Otro caso singular ocurrió en 1935 y evidencia que las caracolas también eran mano de santo para convocar a las mujeres. Eso sucedió en Beniaján, cuando Francisca García, depositaria judicial de los frutos embargados a otra vecina, se presentó en la finca para realizar su trabajo. Y se llevó un chasco. Más tarde denunció a la Guardia Civil, como publicó la prensa, que «oyó tocar una caracola y a continuación acudir varias mujeres que la insultaron sin que conociera a ninguna de ellas».
Otro de los usos tradicionales era la organización de los ‘scouts’ en sus campamentos. «A las 22, la caracola ordenó silencio, y quedó en Espuña un bello paisaje iluminado por la luna llena», refería el diario ‘Levante Agrario’ en 1935. E incluso para usos más deplorables. También sonaron durante la Guerra Civil, en la víspera del 13 de septiembre de 1936, cuando se produjo el asalto a la Prisión Provincial y la turba congregada a golpe de caracola asesinó a diez murcianos. No solo en Murcia se generalizó su uso. Al toque de caracolas se convocaron en 1873 a los vecinos de la diputación cartagenera de Perín para defenderse contra los cantonales, quienes se disponían a realizar una incursión por aquellas tierras «con objeto quizá de recoger víveres», anunciaba el diario ‘La Paz de Murcia’.

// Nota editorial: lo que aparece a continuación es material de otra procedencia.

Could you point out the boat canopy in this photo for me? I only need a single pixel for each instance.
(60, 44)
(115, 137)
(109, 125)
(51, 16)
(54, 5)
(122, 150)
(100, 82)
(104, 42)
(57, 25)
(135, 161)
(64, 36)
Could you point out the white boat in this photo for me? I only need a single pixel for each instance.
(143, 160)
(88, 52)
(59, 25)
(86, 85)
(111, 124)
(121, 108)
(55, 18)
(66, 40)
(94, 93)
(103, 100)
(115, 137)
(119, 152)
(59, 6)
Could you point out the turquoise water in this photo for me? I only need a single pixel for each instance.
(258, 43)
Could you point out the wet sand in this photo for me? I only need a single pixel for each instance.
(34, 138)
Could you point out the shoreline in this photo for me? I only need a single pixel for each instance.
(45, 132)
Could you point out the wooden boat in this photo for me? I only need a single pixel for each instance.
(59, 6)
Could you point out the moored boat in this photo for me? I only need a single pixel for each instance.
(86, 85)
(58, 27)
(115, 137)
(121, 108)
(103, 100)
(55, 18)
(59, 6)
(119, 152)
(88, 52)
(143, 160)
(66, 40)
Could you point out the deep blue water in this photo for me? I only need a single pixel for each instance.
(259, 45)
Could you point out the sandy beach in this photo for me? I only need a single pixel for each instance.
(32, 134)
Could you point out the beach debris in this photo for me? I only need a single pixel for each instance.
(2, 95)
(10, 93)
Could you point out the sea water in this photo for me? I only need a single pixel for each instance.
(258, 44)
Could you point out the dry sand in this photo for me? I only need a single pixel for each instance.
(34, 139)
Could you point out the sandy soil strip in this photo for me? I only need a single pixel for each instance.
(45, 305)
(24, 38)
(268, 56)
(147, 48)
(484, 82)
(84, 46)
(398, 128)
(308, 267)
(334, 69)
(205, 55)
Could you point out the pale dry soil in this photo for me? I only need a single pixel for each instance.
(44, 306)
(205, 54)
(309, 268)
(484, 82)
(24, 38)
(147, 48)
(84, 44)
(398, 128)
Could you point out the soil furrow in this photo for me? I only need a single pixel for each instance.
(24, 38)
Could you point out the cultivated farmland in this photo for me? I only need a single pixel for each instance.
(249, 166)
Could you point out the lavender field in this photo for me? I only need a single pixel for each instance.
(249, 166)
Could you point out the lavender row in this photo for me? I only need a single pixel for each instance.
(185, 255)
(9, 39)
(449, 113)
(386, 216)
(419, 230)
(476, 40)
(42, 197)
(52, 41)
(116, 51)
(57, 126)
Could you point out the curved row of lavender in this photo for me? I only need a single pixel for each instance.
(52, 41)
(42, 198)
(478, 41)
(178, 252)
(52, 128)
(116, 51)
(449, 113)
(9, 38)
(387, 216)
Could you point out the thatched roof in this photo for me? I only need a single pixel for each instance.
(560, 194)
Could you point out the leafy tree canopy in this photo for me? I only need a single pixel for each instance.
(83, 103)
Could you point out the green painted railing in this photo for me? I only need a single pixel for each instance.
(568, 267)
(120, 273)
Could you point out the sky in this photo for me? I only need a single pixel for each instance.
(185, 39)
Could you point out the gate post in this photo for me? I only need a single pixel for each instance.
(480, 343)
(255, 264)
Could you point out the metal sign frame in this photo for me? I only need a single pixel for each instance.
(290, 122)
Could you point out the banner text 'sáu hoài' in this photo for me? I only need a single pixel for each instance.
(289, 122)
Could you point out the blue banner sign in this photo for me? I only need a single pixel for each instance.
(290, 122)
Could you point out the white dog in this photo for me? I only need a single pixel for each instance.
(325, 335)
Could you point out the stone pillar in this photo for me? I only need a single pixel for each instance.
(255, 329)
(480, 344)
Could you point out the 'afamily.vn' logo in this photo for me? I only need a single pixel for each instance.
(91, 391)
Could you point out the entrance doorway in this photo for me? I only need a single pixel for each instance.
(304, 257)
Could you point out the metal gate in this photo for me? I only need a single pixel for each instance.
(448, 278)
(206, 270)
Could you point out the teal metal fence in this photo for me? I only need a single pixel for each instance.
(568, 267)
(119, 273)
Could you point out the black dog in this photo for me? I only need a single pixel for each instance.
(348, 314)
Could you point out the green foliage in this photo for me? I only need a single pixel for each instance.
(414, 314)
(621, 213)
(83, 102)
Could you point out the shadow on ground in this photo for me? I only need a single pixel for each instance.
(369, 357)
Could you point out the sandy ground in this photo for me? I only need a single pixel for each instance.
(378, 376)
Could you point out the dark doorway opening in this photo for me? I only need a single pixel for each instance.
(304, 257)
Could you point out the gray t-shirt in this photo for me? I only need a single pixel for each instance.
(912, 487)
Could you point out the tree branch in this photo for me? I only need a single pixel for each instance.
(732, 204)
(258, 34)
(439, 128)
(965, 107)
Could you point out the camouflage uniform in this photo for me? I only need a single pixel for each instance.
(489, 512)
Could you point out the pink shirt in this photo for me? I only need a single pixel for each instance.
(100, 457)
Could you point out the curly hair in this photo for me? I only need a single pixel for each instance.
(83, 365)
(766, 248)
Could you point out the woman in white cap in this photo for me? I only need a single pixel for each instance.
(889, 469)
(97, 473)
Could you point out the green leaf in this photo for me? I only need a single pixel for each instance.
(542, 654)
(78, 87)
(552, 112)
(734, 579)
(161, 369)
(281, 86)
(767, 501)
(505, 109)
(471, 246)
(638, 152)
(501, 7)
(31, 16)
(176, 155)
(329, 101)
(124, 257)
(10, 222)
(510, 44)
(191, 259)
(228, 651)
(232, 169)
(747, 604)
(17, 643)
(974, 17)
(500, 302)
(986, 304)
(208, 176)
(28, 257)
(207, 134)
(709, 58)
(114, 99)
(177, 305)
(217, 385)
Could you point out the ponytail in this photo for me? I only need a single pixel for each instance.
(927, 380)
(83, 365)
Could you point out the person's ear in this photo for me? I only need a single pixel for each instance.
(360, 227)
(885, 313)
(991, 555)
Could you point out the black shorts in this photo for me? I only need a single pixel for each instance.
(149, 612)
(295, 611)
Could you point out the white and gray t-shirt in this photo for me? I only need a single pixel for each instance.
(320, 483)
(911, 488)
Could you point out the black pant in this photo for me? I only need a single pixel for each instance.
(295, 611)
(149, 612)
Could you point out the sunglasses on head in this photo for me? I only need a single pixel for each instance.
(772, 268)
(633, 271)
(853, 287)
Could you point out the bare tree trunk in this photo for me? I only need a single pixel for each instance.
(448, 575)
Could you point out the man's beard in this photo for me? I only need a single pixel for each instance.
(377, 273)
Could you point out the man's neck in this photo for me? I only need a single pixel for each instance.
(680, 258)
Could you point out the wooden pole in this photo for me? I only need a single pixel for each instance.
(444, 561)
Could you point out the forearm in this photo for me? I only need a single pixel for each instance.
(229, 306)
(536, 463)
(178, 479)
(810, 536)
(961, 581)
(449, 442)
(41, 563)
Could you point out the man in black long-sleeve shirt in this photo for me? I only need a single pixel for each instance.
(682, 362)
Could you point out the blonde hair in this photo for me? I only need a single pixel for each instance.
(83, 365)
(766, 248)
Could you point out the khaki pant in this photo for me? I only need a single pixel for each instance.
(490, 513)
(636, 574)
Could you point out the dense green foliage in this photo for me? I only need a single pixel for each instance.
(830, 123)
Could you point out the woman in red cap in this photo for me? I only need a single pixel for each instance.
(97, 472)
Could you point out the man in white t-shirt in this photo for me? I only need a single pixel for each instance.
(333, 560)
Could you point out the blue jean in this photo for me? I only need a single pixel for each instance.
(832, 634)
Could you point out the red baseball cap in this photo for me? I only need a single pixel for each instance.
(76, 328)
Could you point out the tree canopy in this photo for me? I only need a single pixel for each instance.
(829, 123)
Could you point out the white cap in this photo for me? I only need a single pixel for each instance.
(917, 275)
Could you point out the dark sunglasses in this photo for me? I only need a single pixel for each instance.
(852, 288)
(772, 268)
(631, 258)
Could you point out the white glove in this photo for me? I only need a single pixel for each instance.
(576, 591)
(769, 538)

Y en abril de 1903, por apuntar otro ejemplo, los obreros que cargaban carbones y minerales en los muelles de Santa Lucía y Alfonso XII se declararon en huelga. Querían la jornada de ocho horas. Y eso hicieron: al cumplirlas aquel día se marcharon tras oír el toque de una caracola. Como caracolas eran las que citaban a los segadores que de aquella comarca marchaban a segar a La Mancha.
Y alguna alegría
Las caracolas también anunciaron en octubre de 1968 la alegría de miles de murcianos por la aprobación del Trasvase Tajo-Segura. Sucedió el día primero de aquel mes. Aunque, por desgracia, tan espléndido sistema de mensajería ya había caído en desuso ante el avance de las nuevas tecnologías. Poco antes de las celebraciones por el trasvase, el periódico ‘Línea’, haciéndose eco de esa noticia, advertía: «Y ya las caracolas están en las vitrinas de entusiastas de antigüedades». Hoy resulta difícil encontrarlas siquiera ahí.
Había otros sonidos curiosos que, en lugar de alertar a la población, despertaban cuando menos una sonrisa. Era el caso de las cencerradas que se propinaban a un viudo o una viuda que volvía a casarse, con incidencia el día de la boda, «desde el alba hasta el preciso instante en que los novios salían del templo parroquial, tras recibir la bendición que los había convertido en matrimonio», recordó en su día el cronista de Murcia, Carlos Valcárcel.
Para completar el ‘archivo sonoro de cachibaches’ habría que añadir las macetas que se arrojaban por las ventanas el día de la Pascua. Pero esa es historia igual de sabrosa.
Antonio Botías. La Verdad de Murcia. Artículo publicado el 26 de noviembre de 2017.